ここ幾日かで、庭のモミジの葉が大分散った。これからさらに寒くなるのを前に、それらが地上に積もり他の草花を覆い保護しているようにも見え、落ち葉焚きをしたいと思いつつも寝ている人の布団を剝ぐようで躊躇している。(また消えた)。
5カ所に植わっているイカリ草の中でも、モミジの木のそばのが最も元気で、逆に桃色ではなく唯一白い花を咲かせるお気に入りの株は、茎も枝も葉もすっかり姿を消してしまっていて、来春花を咲かすことができるのかと心配している。
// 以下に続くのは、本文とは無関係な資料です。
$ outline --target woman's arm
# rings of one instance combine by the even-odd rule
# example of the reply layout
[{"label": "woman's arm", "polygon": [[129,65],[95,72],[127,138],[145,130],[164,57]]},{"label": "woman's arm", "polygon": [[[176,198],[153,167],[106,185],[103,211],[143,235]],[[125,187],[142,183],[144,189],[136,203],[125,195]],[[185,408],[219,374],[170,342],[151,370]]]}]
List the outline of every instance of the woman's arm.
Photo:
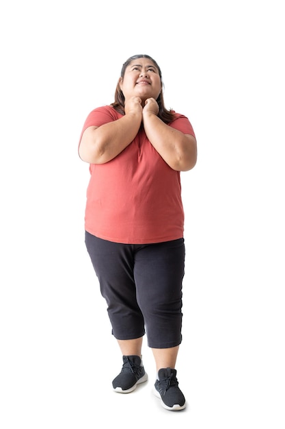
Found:
[{"label": "woman's arm", "polygon": [[125,114],[100,127],[88,127],[80,142],[80,158],[90,164],[104,164],[123,151],[135,138],[141,123],[141,99],[131,99]]},{"label": "woman's arm", "polygon": [[148,140],[168,165],[187,171],[197,161],[196,139],[164,123],[158,117],[154,99],[148,99],[143,109],[144,127]]}]

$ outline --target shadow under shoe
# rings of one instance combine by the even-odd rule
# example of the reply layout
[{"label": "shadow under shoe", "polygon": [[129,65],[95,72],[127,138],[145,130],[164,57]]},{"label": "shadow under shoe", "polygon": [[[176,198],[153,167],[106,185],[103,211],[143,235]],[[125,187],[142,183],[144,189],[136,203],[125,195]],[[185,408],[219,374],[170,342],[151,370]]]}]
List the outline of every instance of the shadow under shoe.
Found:
[{"label": "shadow under shoe", "polygon": [[161,400],[161,405],[166,410],[177,411],[186,407],[185,398],[178,387],[176,370],[172,368],[161,368],[159,378],[154,384],[154,393]]},{"label": "shadow under shoe", "polygon": [[148,374],[142,365],[141,359],[138,356],[123,356],[122,371],[112,384],[116,392],[129,393],[135,390],[137,384],[148,380]]}]

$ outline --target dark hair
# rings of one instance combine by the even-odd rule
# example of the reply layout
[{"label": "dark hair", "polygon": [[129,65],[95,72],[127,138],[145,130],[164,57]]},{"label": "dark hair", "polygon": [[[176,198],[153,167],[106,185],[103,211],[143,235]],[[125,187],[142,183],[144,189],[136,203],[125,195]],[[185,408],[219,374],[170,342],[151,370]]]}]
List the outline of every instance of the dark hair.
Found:
[{"label": "dark hair", "polygon": [[[161,86],[162,88],[163,88],[163,82],[162,80],[161,68],[153,58],[150,57],[150,56],[146,54],[134,55],[132,57],[130,57],[125,62],[124,62],[121,71],[121,77],[124,77],[126,69],[128,66],[130,62],[133,60],[137,60],[137,58],[148,58],[149,60],[152,61],[152,62],[159,71],[159,77],[161,78]],[[161,92],[159,97],[157,97],[157,102],[159,107],[159,111],[157,114],[159,118],[165,123],[169,123],[170,122],[172,122],[174,119],[174,115],[171,110],[166,109],[164,106],[163,91]],[[122,114],[124,114],[124,96],[120,87],[119,81],[117,84],[117,87],[115,91],[115,101],[112,103],[111,106],[112,106],[113,108],[116,109],[116,110],[117,110]]]}]

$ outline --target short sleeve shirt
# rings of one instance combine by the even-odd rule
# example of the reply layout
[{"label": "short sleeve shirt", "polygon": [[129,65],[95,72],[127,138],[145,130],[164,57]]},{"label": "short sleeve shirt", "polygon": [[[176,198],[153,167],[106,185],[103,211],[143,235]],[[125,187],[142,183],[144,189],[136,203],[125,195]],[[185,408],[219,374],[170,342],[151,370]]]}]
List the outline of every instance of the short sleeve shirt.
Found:
[{"label": "short sleeve shirt", "polygon": [[[169,126],[195,136],[189,119],[174,114]],[[111,106],[97,108],[87,116],[82,134],[88,127],[98,127],[122,116]],[[180,172],[164,161],[143,129],[116,158],[105,164],[91,164],[90,171],[86,231],[126,244],[161,243],[183,236]]]}]

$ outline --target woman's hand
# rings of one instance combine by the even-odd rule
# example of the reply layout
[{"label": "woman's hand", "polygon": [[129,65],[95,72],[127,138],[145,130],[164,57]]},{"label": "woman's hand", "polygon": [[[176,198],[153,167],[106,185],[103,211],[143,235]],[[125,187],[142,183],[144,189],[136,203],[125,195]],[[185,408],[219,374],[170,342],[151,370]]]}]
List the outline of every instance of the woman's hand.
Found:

初めて白い花を咲かせているイカリ草を目にしたのは、雨飾山の中腹にある温泉に出掛けた時だった。たまたま岩の間に見付け、慎重の上にも慎重に掘り出したつもりだったが、根の深い山野草は家に持ち帰ったら萎れてしまっていた。
信州へ帰ってきて間もないころで、山野草ばかりか盆栽にも熱中していたころだから、もう20年も前の話になる。その間に山野草はその種類や数を減らし、盆栽はある年の冬を越せずに全滅した。
盆栽といえば整枝だと思うだろうが、越冬のためには鉢ごと地中に埋め、春になったらそれを一鉢づつ掘り起こし、根切をしたり、肥培や苔を張ったり、水やりは必須だから家を空けることはできないし、やることが多い。すべての盆栽が時を同じくして枯れた時は、済まないことをしたと思うと同時に何か解放されたような気もした。
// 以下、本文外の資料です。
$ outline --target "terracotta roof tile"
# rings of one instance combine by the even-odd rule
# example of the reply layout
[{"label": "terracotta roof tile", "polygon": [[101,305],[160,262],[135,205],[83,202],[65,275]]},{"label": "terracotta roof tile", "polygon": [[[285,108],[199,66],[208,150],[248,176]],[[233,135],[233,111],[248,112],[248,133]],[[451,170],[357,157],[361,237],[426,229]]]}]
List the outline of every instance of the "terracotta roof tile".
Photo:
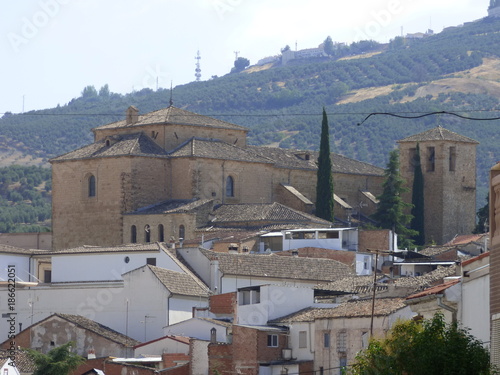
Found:
[{"label": "terracotta roof tile", "polygon": [[161,251],[164,250],[163,247],[158,242],[148,243],[148,244],[126,244],[119,246],[87,246],[83,245],[80,247],[74,247],[71,249],[60,249],[60,250],[51,250],[47,251],[48,255],[57,255],[57,254],[84,254],[84,253],[122,253],[122,252],[131,252],[131,251],[145,251],[145,252],[153,252],[153,251]]},{"label": "terracotta roof tile", "polygon": [[214,140],[191,138],[181,144],[170,157],[197,157],[210,159],[238,160],[253,163],[271,164],[272,161],[254,152],[251,148],[241,148],[229,143]]},{"label": "terracotta roof tile", "polygon": [[472,138],[457,134],[441,126],[437,126],[433,129],[426,130],[422,133],[414,134],[409,137],[403,138],[399,140],[398,143],[424,142],[424,141],[453,141],[453,142],[475,143],[475,144],[479,143]]},{"label": "terracotta roof tile", "polygon": [[[429,288],[436,283],[442,283],[446,277],[455,276],[456,265],[443,267],[438,266],[432,272],[422,276],[398,277],[392,281],[394,291],[389,287],[389,283],[383,282],[386,276],[380,275],[377,278],[377,293],[379,297],[397,292],[400,295],[408,296],[412,293]],[[373,276],[350,276],[328,284],[317,285],[316,288],[332,290],[350,294],[369,294],[373,292]]]},{"label": "terracotta roof tile", "polygon": [[444,254],[448,251],[456,250],[456,246],[430,246],[419,251],[420,254],[426,255],[428,257],[434,257],[436,255]]},{"label": "terracotta roof tile", "polygon": [[331,259],[284,257],[275,254],[229,254],[200,248],[208,259],[219,261],[225,275],[291,280],[333,281],[351,274],[349,266]]},{"label": "terracotta roof tile", "polygon": [[420,297],[426,297],[426,296],[431,296],[434,294],[442,294],[446,289],[452,287],[453,285],[456,285],[460,282],[460,279],[448,281],[444,284],[432,286],[430,288],[427,288],[419,293],[412,294],[411,296],[407,297],[407,300],[412,300]]},{"label": "terracotta roof tile", "polygon": [[[403,298],[379,298],[375,300],[375,316],[387,316],[406,307]],[[348,301],[333,308],[307,308],[296,313],[269,321],[270,324],[312,322],[316,319],[359,318],[372,313],[372,300]]]},{"label": "terracotta roof tile", "polygon": [[139,127],[151,124],[190,125],[248,131],[248,129],[243,126],[231,124],[229,122],[218,120],[213,117],[199,115],[197,113],[186,111],[185,109],[177,108],[174,106],[163,108],[154,112],[149,112],[144,115],[139,115],[138,121],[134,124],[127,124],[125,120],[122,120],[113,122],[111,124],[98,126],[93,130]]},{"label": "terracotta roof tile", "polygon": [[485,236],[489,236],[488,233],[482,234],[464,234],[461,236],[456,236],[451,241],[444,244],[444,246],[458,246],[458,245],[467,245],[471,242],[481,241]]},{"label": "terracotta roof tile", "polygon": [[[0,349],[0,363],[5,363],[5,360],[9,359],[9,356],[10,353],[7,349]],[[21,372],[21,374],[32,374],[36,370],[35,362],[28,355],[27,351],[23,349],[16,349],[15,357],[16,368]]]},{"label": "terracotta roof tile", "polygon": [[[121,334],[120,332],[117,332],[114,329],[111,329],[101,323],[97,323],[94,320],[85,318],[81,315],[56,313],[52,316],[58,316],[70,323],[73,323],[81,328],[94,332],[99,336],[105,337],[108,340],[117,342],[124,346],[134,346],[139,344],[139,341],[134,340],[133,338],[130,338],[128,336],[125,336],[124,334]],[[50,317],[48,319],[50,319]]]},{"label": "terracotta roof tile", "polygon": [[106,145],[106,140],[94,142],[90,145],[68,152],[51,159],[51,162],[79,159],[95,159],[117,156],[149,156],[166,157],[167,153],[148,136],[143,133],[115,135],[116,142]]},{"label": "terracotta roof tile", "polygon": [[[234,222],[294,222],[294,223],[317,223],[322,226],[330,226],[329,221],[317,216],[294,210],[280,203],[242,203],[225,204],[214,210],[215,219],[212,224]],[[269,223],[270,224],[270,223]]]},{"label": "terracotta roof tile", "polygon": [[173,294],[195,297],[208,297],[210,291],[194,275],[176,272],[148,265],[160,282]]},{"label": "terracotta roof tile", "polygon": [[[277,147],[249,146],[261,156],[272,160],[277,167],[317,170],[319,152],[285,149]],[[308,154],[309,159],[304,155]],[[340,154],[331,153],[332,171],[334,173],[352,173],[362,175],[383,176],[384,170],[374,165],[350,159]]]},{"label": "terracotta roof tile", "polygon": [[213,203],[211,199],[171,199],[146,207],[141,207],[127,215],[155,215],[195,212],[205,204]]}]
そう遠くない日のいつか、山を下りて里に暮らすようになったとしても、再びああしたことに夢中になるとは思えない。せいぜい、生き残った何種類かの山野草を相手にして、喜んだり、案じたりしながら過ごすことになるだろう。
考えてみれば、長続きしたのは18年間続いた牛守稼業だけだったかも知れない。
本日はこの辺で。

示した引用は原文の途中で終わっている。